With a delighted gasp, he pulled away from her arm, grabbed Eliza's hair, and tugged hard. Her surprised wince was enough for Devane to shove his tongue into her mouth. She could taste traces of her blood on his tongue, smell the sweat on his skin, and he pressed himself even closer to her. The harder he pulled on her hair, the harder he kissed. His moans were sickening, even more sickening than the feel of his hand cupping her breast through the muslin of her undergarments, his forefinger and thumb teasing her nipple.
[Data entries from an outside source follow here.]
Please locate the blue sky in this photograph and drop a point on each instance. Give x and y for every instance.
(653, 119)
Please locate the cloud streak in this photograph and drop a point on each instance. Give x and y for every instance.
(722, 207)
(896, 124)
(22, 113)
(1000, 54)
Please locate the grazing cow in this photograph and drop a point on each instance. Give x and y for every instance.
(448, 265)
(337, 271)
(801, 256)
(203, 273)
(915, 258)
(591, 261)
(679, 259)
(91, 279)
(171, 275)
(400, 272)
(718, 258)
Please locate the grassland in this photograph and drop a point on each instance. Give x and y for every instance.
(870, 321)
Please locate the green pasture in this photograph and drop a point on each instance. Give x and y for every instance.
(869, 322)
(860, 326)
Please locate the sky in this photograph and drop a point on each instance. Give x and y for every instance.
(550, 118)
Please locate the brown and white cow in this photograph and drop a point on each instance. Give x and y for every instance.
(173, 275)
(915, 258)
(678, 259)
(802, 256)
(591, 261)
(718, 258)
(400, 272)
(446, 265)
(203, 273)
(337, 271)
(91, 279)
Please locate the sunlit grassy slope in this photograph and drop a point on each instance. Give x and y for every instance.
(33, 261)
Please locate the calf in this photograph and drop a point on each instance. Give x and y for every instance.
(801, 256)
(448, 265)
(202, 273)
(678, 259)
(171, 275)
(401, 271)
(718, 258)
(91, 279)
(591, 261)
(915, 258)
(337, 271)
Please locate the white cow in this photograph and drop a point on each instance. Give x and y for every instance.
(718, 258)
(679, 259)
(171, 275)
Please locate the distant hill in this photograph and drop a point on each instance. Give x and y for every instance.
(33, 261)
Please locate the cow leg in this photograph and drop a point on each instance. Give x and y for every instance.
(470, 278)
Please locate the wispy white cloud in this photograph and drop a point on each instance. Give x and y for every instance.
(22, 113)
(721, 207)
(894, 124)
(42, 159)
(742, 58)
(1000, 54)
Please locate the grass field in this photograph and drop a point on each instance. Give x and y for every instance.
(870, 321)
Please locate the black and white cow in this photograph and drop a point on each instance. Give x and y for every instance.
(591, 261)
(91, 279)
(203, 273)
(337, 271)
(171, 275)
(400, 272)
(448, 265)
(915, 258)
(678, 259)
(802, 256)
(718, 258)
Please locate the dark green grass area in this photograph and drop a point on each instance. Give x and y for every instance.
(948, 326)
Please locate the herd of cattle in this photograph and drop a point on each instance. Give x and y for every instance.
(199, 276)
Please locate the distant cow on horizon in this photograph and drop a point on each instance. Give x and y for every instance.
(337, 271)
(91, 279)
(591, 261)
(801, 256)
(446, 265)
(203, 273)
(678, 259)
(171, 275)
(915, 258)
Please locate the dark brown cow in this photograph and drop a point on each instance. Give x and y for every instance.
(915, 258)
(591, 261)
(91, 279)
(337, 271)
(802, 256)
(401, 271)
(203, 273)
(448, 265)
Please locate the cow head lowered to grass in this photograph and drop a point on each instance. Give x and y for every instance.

That was the mistake she was hoping for.

Devane had kept his eyes all weekend on Eliza's breasts, but his eyes should have been on other parts of her anatomy—her arms, in particular. Naturally modest gentlewomen of the Empire did not possess upper body strength worth noting, confining themselves to proper activities like embroidery and flower arranging. Eliza D. Braun considered herself blessed that she had never been modest nor proper. She had spent a great of time in the exercise facilities of the Ministry of Peculiar Occurrences. And then there was her youth in New Zealand where the Maori had taught her to fight, not just to win, but to survive.

Eliza brought her teeth together, trapping Devane's thick tongue in her mouth. He screamed, louder still when she lifted herself by the arms. She bit down even harder, and Devane finally released her. That was when she trapped his neck between her calves, one across the nape, the other across his throat. With her legs locking him in a vise grip, she pulled him closer, using his frame as leverage to unhook herself from the wall. She held on to the hook with her hands and pushed him back with a hard, swift kick to the face.

Devane had just righted himself when a serviceable two-fisted uppercut lifted him off his feet. Eliza couldn't be sure, but it was quite possible she'd broken his nose. All for the good—the intense pain of it would hopefully keep him pliable for the next few minutes.

Her cuffed hands now looped around his throat, and—just to emphasise this spectacular turn of events—Eliza quickly snatched up another blade from Devane's tray and pressed its sharp point tight against his jugular.

“One move,” she hissed into his ear, “and I'll give you another mouth to leer out of.”

When he made to reply Eliza jerked the chain around his neck tight. “Did I say I wanted you to speak? Shut it!”

The clatter of the corridor's hatch unlocked and groaned open. Wellington appeared, staring wide-eyed at her with an equally wide-eyed but better-armed Pearson at his back. The tall man swiftly leveled Eliza's second pistol straight at the back of the Archivist's head, creating just the scenario Eliza did not wanted to be stuck in.